3月9日、前島郁雄さんが91歳の生涯を閉じた。17日の告別式で配られた略歴書には、東京都立大学名誉教授、東京地学協会会長等とともに、「豊かな狛江をつくる市民の会」代表の肩書も連ねられていた。
1996年6月、当時の石井三雄市長がバカラ賭博に狂い、30億を超える債務に追われ失踪という前代未聞の不祥事が発覚。その1か月後の市長選で、市長候補を公募で選ぼうとしていた「市民派市長を!手作り運動‘96」から推されて出馬した私は、自民系会派の正副幹事長だった2人と争うことになった。
その時、私の選挙母体として結成した「豊かな会」共同代表を引き受けて下さったのが、前島郁雄さんだった。狛江駅北口整備に関わる市民運動のメンバーだったが、政治活動には全く関わっていなかった前島さんが、日本共産党市議を31年務めてきた私を推薦してくれたことに驚き、かつ大いに励まされた。
当選後、全国唯一の共産党員市長として国の内外から注目されたが、私はそれより「市民と共産党の共同」で市政転換をしたことこそ、新しい政治の波として大きな意義があり、今の「市民と野党の選挙共闘」の流れにつながるものと、心ひそかに誇っている。
前島さんの重みを実感したのは、私の最初の当初予算案を審議する97年3月の議会だった。多数議席を持つ野党は21項目の組替え要求を出し、実施可能な要求は受け入れ、無理なものは説得し、20項目まで合意したのだが、野党は残る1項目、私の選挙公約だった高齢者入院見舞金事業予算を、私の手で削除することに固執した。

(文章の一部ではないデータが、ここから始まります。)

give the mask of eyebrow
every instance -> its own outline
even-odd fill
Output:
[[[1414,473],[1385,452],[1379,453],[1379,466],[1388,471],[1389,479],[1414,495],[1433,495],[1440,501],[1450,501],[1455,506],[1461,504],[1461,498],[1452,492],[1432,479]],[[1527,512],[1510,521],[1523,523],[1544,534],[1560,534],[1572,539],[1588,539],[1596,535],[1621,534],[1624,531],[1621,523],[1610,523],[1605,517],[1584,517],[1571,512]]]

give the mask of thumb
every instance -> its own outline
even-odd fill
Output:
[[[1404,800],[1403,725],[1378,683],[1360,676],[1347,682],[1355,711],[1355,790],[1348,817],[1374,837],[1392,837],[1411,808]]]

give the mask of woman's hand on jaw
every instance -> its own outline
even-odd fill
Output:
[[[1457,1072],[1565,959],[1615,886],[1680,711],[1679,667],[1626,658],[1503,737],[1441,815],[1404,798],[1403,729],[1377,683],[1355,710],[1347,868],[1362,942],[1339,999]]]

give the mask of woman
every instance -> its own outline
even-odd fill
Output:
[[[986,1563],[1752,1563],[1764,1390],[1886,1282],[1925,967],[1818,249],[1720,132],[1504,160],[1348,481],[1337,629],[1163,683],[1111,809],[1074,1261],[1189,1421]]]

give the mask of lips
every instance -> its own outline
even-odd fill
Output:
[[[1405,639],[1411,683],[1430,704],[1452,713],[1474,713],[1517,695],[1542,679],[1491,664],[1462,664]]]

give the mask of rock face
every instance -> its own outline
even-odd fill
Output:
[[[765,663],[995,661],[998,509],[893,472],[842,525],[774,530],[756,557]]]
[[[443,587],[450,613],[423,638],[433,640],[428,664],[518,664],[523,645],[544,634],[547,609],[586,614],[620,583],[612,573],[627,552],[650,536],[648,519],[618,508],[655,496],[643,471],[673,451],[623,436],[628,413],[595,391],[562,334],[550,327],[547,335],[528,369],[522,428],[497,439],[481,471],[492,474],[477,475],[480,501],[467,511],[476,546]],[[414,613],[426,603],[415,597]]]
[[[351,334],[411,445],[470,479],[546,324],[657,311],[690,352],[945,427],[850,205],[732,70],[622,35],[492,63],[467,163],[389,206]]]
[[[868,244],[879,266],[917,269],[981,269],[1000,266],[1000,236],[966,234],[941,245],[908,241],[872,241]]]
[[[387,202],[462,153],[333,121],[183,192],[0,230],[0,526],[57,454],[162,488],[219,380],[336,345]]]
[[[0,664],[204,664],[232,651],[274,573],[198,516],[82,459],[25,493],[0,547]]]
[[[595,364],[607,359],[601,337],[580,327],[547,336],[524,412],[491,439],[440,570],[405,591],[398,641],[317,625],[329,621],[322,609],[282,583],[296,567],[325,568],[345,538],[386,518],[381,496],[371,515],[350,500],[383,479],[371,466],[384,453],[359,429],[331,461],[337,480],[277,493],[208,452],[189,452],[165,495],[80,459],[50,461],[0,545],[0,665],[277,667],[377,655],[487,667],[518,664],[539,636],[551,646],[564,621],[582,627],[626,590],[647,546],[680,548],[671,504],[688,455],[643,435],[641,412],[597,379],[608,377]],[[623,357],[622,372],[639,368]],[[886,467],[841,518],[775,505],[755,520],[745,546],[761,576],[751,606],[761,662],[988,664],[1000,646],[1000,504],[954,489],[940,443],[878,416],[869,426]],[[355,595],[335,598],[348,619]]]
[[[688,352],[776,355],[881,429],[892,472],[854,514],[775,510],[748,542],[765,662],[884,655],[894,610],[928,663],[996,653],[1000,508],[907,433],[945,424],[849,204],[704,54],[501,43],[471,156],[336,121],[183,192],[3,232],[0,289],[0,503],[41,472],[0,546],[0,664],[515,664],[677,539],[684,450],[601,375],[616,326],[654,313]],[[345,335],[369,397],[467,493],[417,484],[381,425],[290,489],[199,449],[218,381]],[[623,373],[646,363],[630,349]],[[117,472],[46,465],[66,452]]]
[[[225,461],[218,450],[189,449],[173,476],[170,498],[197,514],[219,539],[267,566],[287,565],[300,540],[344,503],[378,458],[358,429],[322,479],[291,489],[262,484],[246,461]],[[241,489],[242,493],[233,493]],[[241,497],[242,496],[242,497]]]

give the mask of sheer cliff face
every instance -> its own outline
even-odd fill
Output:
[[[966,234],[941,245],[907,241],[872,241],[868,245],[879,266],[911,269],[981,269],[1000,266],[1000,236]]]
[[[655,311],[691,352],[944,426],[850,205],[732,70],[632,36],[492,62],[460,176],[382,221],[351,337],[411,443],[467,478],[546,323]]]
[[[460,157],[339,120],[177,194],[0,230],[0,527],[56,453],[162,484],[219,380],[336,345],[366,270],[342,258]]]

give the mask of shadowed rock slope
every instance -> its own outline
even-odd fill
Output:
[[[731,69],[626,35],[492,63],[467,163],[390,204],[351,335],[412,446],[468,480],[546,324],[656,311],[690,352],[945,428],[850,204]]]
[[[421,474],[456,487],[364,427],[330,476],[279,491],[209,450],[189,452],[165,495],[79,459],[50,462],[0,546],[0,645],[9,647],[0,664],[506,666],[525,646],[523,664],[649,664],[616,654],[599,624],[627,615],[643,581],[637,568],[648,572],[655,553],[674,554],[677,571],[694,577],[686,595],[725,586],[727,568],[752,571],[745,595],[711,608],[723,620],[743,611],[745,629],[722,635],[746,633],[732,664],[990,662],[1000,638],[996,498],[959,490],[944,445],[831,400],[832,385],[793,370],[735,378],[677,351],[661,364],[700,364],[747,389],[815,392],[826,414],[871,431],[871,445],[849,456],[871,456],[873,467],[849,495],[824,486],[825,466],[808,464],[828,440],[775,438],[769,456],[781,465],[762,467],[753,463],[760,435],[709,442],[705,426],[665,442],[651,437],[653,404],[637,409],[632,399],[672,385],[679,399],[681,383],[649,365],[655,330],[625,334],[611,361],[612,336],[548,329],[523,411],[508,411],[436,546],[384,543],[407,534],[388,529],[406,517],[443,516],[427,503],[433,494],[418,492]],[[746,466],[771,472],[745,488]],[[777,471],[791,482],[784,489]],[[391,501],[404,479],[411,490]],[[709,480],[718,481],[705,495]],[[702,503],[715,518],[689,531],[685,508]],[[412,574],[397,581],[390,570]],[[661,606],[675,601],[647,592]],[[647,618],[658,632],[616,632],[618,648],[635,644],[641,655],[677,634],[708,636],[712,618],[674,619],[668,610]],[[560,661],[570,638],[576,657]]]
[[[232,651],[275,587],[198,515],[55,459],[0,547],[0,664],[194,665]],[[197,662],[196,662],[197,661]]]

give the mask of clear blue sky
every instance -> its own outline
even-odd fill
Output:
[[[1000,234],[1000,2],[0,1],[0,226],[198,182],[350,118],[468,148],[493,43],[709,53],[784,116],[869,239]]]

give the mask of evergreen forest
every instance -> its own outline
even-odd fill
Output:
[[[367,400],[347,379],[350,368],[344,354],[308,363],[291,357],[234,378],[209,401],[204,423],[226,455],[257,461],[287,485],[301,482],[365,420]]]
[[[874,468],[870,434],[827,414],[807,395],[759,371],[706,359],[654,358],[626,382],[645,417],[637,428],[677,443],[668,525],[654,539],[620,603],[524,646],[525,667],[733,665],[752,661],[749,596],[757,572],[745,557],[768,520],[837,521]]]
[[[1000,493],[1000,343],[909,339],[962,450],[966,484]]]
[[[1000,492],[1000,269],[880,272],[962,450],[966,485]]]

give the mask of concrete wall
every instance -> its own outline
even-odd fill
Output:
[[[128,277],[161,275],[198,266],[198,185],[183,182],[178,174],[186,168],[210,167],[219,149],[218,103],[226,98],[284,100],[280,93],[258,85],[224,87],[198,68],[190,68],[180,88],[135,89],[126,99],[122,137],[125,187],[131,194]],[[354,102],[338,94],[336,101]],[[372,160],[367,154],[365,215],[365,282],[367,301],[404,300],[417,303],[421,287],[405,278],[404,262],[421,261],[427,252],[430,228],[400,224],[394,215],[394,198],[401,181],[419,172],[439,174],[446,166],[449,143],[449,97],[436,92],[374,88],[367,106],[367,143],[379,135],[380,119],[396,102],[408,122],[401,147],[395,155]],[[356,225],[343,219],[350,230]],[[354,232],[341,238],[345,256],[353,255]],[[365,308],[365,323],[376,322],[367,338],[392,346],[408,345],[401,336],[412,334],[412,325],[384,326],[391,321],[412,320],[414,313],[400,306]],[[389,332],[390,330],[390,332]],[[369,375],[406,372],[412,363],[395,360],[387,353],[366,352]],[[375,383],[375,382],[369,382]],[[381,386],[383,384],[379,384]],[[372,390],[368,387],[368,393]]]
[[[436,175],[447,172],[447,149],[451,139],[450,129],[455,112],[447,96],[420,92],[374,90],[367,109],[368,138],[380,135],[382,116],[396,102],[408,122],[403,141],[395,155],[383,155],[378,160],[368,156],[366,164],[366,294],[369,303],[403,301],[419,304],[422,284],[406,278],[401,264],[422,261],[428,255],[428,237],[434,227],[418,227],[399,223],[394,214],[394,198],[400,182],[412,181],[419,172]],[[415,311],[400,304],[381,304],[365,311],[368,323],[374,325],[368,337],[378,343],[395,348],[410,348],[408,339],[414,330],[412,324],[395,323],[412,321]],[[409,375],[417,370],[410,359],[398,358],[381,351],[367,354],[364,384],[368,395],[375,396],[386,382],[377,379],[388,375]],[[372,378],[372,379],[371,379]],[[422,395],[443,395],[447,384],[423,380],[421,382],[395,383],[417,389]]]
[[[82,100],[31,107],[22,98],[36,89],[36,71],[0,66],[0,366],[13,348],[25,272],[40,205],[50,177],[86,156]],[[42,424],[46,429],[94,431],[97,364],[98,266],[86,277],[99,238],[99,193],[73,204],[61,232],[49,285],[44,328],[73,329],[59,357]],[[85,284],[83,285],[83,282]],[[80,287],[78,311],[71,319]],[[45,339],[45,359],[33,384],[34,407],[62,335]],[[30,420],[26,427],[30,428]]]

私に公約を破らせようという魂胆だったが、それを蹴った場合不信任案提出も予測され、市議選、市長選を闘う覚悟が必要だった。「豊かな会」幹部や与党市議団と会議を持ったが、私の思いを聞き終わった前島さんは、開口一番「市民を裏切ってはいかん。野党の攻撃をはねつけなさい」と語った。このためらいのない言葉に、私たちは市民本位という原点を思い起こし、一気に闘う決意が固まった。
その後予算案は否決されたが、再提案する3週間後の臨時議会に向けた「予算通せ」の運動が野党を追い詰め、最後は全会一致で成立した。この時、私の腹の底に「市政を動かすのは、議会や役所ではない。市民だ」との思いが深く刻まれ、「市民が主人公の市政」を腹の底に落とすことが出来た。まさに前島さんの一言は、市民派市政構築への号砲だった。
4期16年、困難はあっても市民派市政を継続・発展出来たのは前島さんという存在があったからだと、あらためて感じている。前島さんの好きな青森の銘酒「豊盃」を酌み交わし、これからの狛江を語り合う機会が失われたことは残念極まりない。
前島郁雄さん、本当にありがとうございました。安らかにお眠りください。